O you should viddy me now, O my brothers, shamefully shivering and shaking and quaking after a fretful bezdoomny and not so refreshing blackout, a real frightful strakh of restless and dinful zvook-filled spatchka, delirium-stained and soiled bedcoverings coiled around my ailing self. This dire circumstance of unwellness, however, isn’t so unexpected, O my brothers, now is it, given that my drunken pyahnitsa has reached a fortnight’s duration. The tick-tocker is like hammering rabbity in the face of hawk-like doom, the talons ready to stamp my passport at death’s frontier, but even my half-hearted attempts at snuffing it seem real pathetic-like, I mean as snuffing-it goes - isn’t the point of doing-oneself-in proper to accept a brief moment of discomfort and then eternal peace like with no…pain; not a monthlong of terrible twitching and nasty and not insignificant pains in the gulliver and guttiwots. This was nothing like that horrorshow picture “Leaving Las Vegas”, which I viddied at the sinny, where this real despondent like chelloveck snuffs it with the old whiskey but not before having some of the old in-out in–out with a zoloto-hearted devotchka of the night, a real like sympathetic sort, not whatsoever resembling the cold-hearted cunny leaving gloopy messages on my phone recording apparatus, some talk of dinner dalliance in the offing.

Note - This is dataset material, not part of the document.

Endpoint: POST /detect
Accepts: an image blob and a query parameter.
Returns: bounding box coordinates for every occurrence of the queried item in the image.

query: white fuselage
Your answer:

However, today would be like rather differently lived, the start of a new way, this is what the malenky goloss in my head bespoketh. What then did this portend, this talk of a new way?

But the bolshy more powerful voice was gentle encouraging and prodding my poorly feeling self to pour another swig of stale sourish beer into the dry and slimy-yahzicked opening of my gaping rot. Unfortunately, the desperate diminished pilsner provisions (to wit: two mere cans remained, well now it was but one..) in the barren tundra of the ice box meant, O brothers, that your ailing taleteller must avail himself of some more libation, this to quell the harsh punishments and like grievous retribution of great God and All His Holy Angels and Saints, who were arranging for a real all-mighty comeuppance against your faithful droog and woedraggled writer.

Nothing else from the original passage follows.